SAN’A, Yemen | Security forces killed two suspected al Qaeda militants in clashes outside the Yemeni capital on Monday, officials said, as the French and Czech embassies closed their doors to the public, joining their U.S. and British counterparts, in response to threats of attack by the terror group’s offshoot here.
The clashes took place in a region northeast of the capital where last month the government carried out intensified raids against an al Qaeda cell it said was plotting attacks against foreign interests, possibly including embassies. In that Dec. 17 raid, officials said four would-be suicide bombers were killed.
The U.S. and British embassies closed Sunday after what U.S. officials said were signs that al Qaeda was planning an attack in San’a, possibly against the diplomatic missions.
An officer on duty at the U.S. Embassy in San’a said Monday that the closure remained in force. A State Department spokesman, Fred Lash, said reopening would be assessed day to day, based on the perceived threat to U.S. personnel. The Foreign Office in London said the British were also reviewing the situation.
More Western embassies took steps of their own in the face of the threats, though they stopped short of completely shutting down. The French and Czech embassies were closed to the public, their governments said, warning citizens to avoid travel to the country. Spain’s embassy in San’a restricted access to the public, and the German Foreign Ministry said that at its embassy “the number of visitors was restricted due to increased security measures.”
In Monday’s clashes, security forces attacked a group of al Qaeda militants including Nazeeh al-Hanaq, a senior figure on Yemen’s most-wanted list, as they moved through the mountainous area of Arhab on Monday, security officials said.
Al-Hanaq escaped, but two fighters with him were killed in the battle, the officials said, speaking on the condition of anonymity because they were not authorized to talk to the press.
The officials said Monday’s raid was not connected to the threats that prompted the embassy closures.
Yemen has carried out a string of raids on al Qaeda hide-outs in the past month, part of an intensified effort — backed by the United States — to stamp out the terror group’s growing presence in this impoverished, fragmented nation at the southern tip of the Arabian Peninsula.

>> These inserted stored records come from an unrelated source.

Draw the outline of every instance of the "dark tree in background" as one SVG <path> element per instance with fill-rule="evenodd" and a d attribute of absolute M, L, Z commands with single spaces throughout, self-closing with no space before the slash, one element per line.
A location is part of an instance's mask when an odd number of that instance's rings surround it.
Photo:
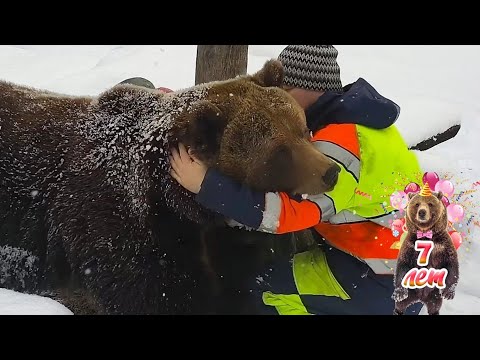
<path fill-rule="evenodd" d="M 198 45 L 195 85 L 247 73 L 248 45 Z"/>

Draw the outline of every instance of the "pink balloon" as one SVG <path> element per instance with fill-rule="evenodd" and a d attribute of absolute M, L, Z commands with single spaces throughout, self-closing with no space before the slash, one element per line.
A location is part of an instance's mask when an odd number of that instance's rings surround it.
<path fill-rule="evenodd" d="M 408 194 L 408 193 L 417 193 L 420 191 L 420 185 L 418 185 L 417 183 L 410 183 L 408 184 L 407 186 L 405 186 L 405 194 Z"/>
<path fill-rule="evenodd" d="M 395 235 L 401 236 L 402 233 L 403 233 L 403 221 L 402 221 L 402 219 L 394 220 L 393 223 L 392 223 L 391 229 L 392 229 L 393 236 L 395 236 Z M 395 230 L 398 232 L 397 234 L 395 234 Z M 397 236 L 395 236 L 395 237 L 397 237 Z"/>
<path fill-rule="evenodd" d="M 450 233 L 450 237 L 452 238 L 453 245 L 455 246 L 455 249 L 458 249 L 460 245 L 462 245 L 462 235 L 460 235 L 458 232 L 453 231 Z"/>
<path fill-rule="evenodd" d="M 435 189 L 435 185 L 437 184 L 438 180 L 440 180 L 440 178 L 435 172 L 426 172 L 423 174 L 423 183 L 428 183 L 430 189 Z"/>
<path fill-rule="evenodd" d="M 446 197 L 450 197 L 453 195 L 455 188 L 451 181 L 448 180 L 440 180 L 435 184 L 435 191 L 441 191 Z"/>
<path fill-rule="evenodd" d="M 450 205 L 450 200 L 448 200 L 446 196 L 442 196 L 442 203 L 445 207 L 448 207 L 448 205 Z"/>
<path fill-rule="evenodd" d="M 447 217 L 448 221 L 451 223 L 459 223 L 463 220 L 465 216 L 465 211 L 461 205 L 450 204 L 447 207 Z"/>
<path fill-rule="evenodd" d="M 390 195 L 390 204 L 397 210 L 405 209 L 408 204 L 407 194 L 404 191 L 395 191 Z"/>

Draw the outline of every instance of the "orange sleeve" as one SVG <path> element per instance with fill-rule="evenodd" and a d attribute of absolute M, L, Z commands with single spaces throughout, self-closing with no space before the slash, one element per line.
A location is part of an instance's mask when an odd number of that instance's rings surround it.
<path fill-rule="evenodd" d="M 312 141 L 329 141 L 360 158 L 357 127 L 355 124 L 331 124 L 318 130 Z"/>
<path fill-rule="evenodd" d="M 308 200 L 296 201 L 285 193 L 278 195 L 281 208 L 277 234 L 308 229 L 320 222 L 321 212 L 315 203 Z"/>

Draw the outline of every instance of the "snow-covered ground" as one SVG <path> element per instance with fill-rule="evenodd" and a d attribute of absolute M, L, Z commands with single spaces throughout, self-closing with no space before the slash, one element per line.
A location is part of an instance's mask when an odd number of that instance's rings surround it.
<path fill-rule="evenodd" d="M 397 126 L 409 145 L 462 128 L 453 140 L 418 152 L 426 170 L 454 183 L 466 209 L 459 231 L 460 283 L 442 314 L 480 314 L 480 46 L 338 45 L 343 84 L 363 77 L 401 106 Z M 248 72 L 275 58 L 284 45 L 251 45 Z M 192 86 L 194 45 L 0 46 L 0 79 L 71 95 L 96 95 L 129 77 L 157 87 Z M 456 196 L 454 196 L 456 199 Z M 472 216 L 470 224 L 467 220 Z M 475 219 L 477 222 L 475 222 Z M 0 289 L 0 314 L 69 314 L 53 300 Z"/>

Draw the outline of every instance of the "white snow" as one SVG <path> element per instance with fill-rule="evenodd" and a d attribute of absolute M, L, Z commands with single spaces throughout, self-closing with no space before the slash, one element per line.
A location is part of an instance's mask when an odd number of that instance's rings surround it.
<path fill-rule="evenodd" d="M 248 72 L 260 69 L 284 46 L 251 45 Z M 465 203 L 466 218 L 476 214 L 480 221 L 480 186 L 472 185 L 480 181 L 476 154 L 480 137 L 480 46 L 336 47 L 344 85 L 362 77 L 400 105 L 396 125 L 409 145 L 454 124 L 462 125 L 455 139 L 417 153 L 426 170 L 451 179 L 456 194 L 471 190 L 469 196 L 473 197 Z M 149 79 L 157 87 L 179 89 L 194 83 L 195 56 L 194 45 L 4 45 L 0 46 L 0 79 L 70 95 L 97 95 L 136 76 Z M 480 314 L 480 226 L 472 221 L 468 230 L 459 250 L 461 274 L 456 297 L 444 302 L 442 314 Z M 0 289 L 0 314 L 4 313 L 64 314 L 68 310 L 51 299 Z"/>
<path fill-rule="evenodd" d="M 0 315 L 73 315 L 55 300 L 0 289 Z"/>

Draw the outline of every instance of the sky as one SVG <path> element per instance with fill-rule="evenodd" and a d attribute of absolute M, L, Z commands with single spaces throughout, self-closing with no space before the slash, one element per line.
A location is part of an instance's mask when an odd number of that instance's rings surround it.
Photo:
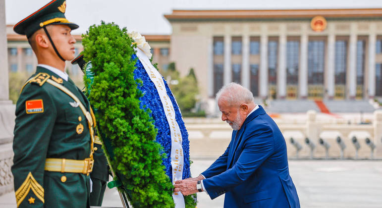
<path fill-rule="evenodd" d="M 7 24 L 15 24 L 49 0 L 5 0 Z M 143 34 L 169 35 L 171 28 L 164 17 L 172 9 L 279 9 L 382 8 L 382 0 L 67 0 L 65 16 L 86 32 L 101 20 L 113 22 L 128 31 Z"/>

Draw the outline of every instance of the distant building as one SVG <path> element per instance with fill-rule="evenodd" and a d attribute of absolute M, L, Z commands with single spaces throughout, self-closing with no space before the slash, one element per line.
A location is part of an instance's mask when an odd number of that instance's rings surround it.
<path fill-rule="evenodd" d="M 230 82 L 255 97 L 382 96 L 382 8 L 174 10 L 170 60 L 205 99 Z"/>
<path fill-rule="evenodd" d="M 206 104 L 231 82 L 258 100 L 382 98 L 382 8 L 174 10 L 164 17 L 170 35 L 144 35 L 154 62 L 165 70 L 173 61 L 182 75 L 194 68 Z M 33 71 L 33 52 L 12 26 L 9 71 Z"/>
<path fill-rule="evenodd" d="M 13 25 L 6 26 L 8 42 L 8 66 L 10 72 L 27 72 L 33 74 L 36 71 L 37 59 L 25 35 L 20 35 L 13 31 Z M 76 43 L 74 44 L 77 56 L 83 51 L 82 38 L 80 35 L 73 35 Z M 145 35 L 149 42 L 153 55 L 153 61 L 158 63 L 158 67 L 165 70 L 169 61 L 170 36 L 168 35 Z M 78 64 L 72 65 L 66 61 L 66 70 L 71 77 L 81 78 L 83 73 Z"/>

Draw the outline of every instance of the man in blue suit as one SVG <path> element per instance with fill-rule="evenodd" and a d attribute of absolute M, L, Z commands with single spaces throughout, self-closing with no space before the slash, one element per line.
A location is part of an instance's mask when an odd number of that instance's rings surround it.
<path fill-rule="evenodd" d="M 175 192 L 225 193 L 224 208 L 300 208 L 289 173 L 285 140 L 277 125 L 236 83 L 217 94 L 221 119 L 233 129 L 221 156 L 198 177 L 175 182 Z"/>

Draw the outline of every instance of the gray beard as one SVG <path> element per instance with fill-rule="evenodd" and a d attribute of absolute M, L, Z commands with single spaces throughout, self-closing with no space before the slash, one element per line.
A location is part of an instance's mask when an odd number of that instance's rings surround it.
<path fill-rule="evenodd" d="M 225 122 L 227 122 L 227 123 L 230 124 L 232 123 L 232 126 L 230 125 L 231 127 L 235 131 L 237 131 L 239 129 L 240 129 L 241 127 L 241 126 L 240 126 L 240 123 L 241 122 L 241 115 L 240 114 L 240 113 L 237 113 L 237 115 L 236 116 L 236 118 L 235 118 L 235 120 L 231 122 L 228 121 L 225 121 Z"/>

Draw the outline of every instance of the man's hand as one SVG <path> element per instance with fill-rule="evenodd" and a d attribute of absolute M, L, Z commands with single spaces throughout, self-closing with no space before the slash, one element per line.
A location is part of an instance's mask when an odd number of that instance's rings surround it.
<path fill-rule="evenodd" d="M 198 181 L 194 180 L 193 178 L 188 178 L 175 182 L 174 192 L 180 192 L 184 196 L 190 195 L 198 192 L 196 189 L 196 183 Z"/>
<path fill-rule="evenodd" d="M 189 180 L 197 182 L 198 181 L 200 181 L 203 179 L 205 179 L 205 178 L 204 178 L 204 177 L 203 177 L 203 176 L 202 175 L 199 175 L 199 176 L 196 178 L 186 178 L 185 179 L 184 179 L 184 180 Z"/>

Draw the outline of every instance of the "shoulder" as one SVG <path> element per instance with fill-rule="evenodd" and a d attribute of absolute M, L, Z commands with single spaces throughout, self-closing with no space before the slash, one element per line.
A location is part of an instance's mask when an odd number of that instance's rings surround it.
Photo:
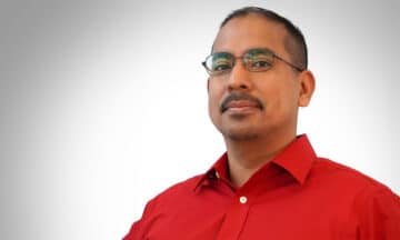
<path fill-rule="evenodd" d="M 177 202 L 184 201 L 186 198 L 194 194 L 196 186 L 203 177 L 204 174 L 198 174 L 170 186 L 148 201 L 147 208 L 164 208 L 168 204 L 176 206 Z"/>

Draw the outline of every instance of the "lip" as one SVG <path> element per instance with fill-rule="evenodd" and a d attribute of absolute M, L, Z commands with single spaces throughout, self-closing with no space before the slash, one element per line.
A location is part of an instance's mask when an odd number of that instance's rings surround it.
<path fill-rule="evenodd" d="M 258 109 L 258 104 L 247 100 L 233 100 L 227 104 L 227 111 L 232 113 L 246 113 Z"/>

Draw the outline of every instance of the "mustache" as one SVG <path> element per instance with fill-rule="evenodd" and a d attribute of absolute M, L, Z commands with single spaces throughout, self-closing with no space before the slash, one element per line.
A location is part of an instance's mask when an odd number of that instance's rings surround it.
<path fill-rule="evenodd" d="M 257 106 L 257 108 L 263 110 L 264 106 L 262 104 L 261 100 L 259 100 L 256 97 L 249 96 L 249 94 L 243 94 L 243 93 L 231 93 L 229 94 L 227 98 L 223 99 L 223 101 L 221 102 L 220 106 L 220 112 L 224 112 L 228 110 L 228 106 L 231 101 L 239 101 L 239 100 L 244 100 L 244 101 L 250 101 L 252 103 L 254 103 Z"/>

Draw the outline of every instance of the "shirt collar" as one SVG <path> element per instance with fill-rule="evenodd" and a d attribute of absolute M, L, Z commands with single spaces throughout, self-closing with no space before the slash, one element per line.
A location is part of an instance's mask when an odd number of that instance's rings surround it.
<path fill-rule="evenodd" d="M 282 152 L 280 152 L 272 161 L 283 168 L 300 184 L 303 184 L 317 154 L 307 134 L 298 136 Z M 217 162 L 199 179 L 194 190 L 208 180 L 212 179 L 228 180 L 228 154 L 223 153 Z"/>

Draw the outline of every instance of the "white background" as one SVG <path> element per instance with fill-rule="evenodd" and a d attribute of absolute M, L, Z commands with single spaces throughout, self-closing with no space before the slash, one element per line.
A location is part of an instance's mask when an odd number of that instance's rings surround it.
<path fill-rule="evenodd" d="M 299 133 L 399 193 L 397 0 L 2 0 L 0 239 L 121 239 L 150 198 L 206 171 L 224 146 L 200 62 L 248 4 L 308 40 Z"/>

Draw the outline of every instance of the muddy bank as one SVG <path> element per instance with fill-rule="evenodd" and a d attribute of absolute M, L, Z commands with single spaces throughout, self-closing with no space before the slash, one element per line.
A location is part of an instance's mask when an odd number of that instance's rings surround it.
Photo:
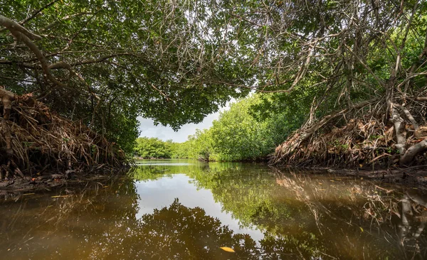
<path fill-rule="evenodd" d="M 0 182 L 0 197 L 9 197 L 15 195 L 24 195 L 28 193 L 51 191 L 64 187 L 78 187 L 89 184 L 105 185 L 120 178 L 127 178 L 130 168 L 120 170 L 105 168 L 87 173 L 76 173 L 66 170 L 63 173 L 46 172 L 36 177 L 14 178 Z"/>
<path fill-rule="evenodd" d="M 49 187 L 88 174 L 119 173 L 132 164 L 88 122 L 68 119 L 31 94 L 0 90 L 0 189 Z"/>
<path fill-rule="evenodd" d="M 406 168 L 396 169 L 342 169 L 331 168 L 275 168 L 279 170 L 295 170 L 295 174 L 299 172 L 309 171 L 314 174 L 336 175 L 337 177 L 351 177 L 361 180 L 371 180 L 374 184 L 381 183 L 398 184 L 411 188 L 416 188 L 427 192 L 427 166 L 417 166 Z"/>

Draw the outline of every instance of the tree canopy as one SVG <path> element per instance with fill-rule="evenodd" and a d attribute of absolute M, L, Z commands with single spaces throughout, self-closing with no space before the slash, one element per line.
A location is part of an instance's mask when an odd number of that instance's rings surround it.
<path fill-rule="evenodd" d="M 402 164 L 427 148 L 410 150 L 404 131 L 425 123 L 425 1 L 2 4 L 0 85 L 128 150 L 136 115 L 177 129 L 251 90 L 300 93 L 309 107 L 279 158 L 327 123 L 364 116 L 391 123 Z M 286 109 L 289 97 L 266 105 Z"/>

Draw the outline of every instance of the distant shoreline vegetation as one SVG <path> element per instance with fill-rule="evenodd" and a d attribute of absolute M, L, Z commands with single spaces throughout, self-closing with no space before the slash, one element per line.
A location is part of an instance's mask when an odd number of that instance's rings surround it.
<path fill-rule="evenodd" d="M 134 157 L 139 158 L 193 158 L 211 161 L 267 161 L 268 155 L 301 124 L 303 116 L 295 111 L 280 113 L 265 104 L 270 94 L 253 94 L 232 104 L 229 110 L 209 129 L 197 129 L 184 143 L 139 137 Z M 301 109 L 302 110 L 302 109 Z M 285 123 L 285 124 L 284 124 Z"/>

President Obama says al Qaeda’s offshoot in Yemen was behind the failed attempt to bomb a U.S. airliner heading to Detroit on Christmas. The United States and Britain have dramatically ramped up counterterrorism aid to San’a, including helping train and fund special units to combat the group.
Secretary of State Hillary Rodham Clinton said in Washington on Monday that internal unrest and a surge in al Qaeda activity in Yemen pose a “global” threat that is being met by U.S. support for the Yemeni government’s efforts to fight extremists.
“Obviously, we see global implications from the war in Yemen and the ongoing efforts by al Qaeda in Yemen to use it as a base for terrorist attacks far beyond the region,” she told reporters at a State Department press conference with visiting Qatari Prime Minister Hamad Bin Jassim Jabr al-Thani.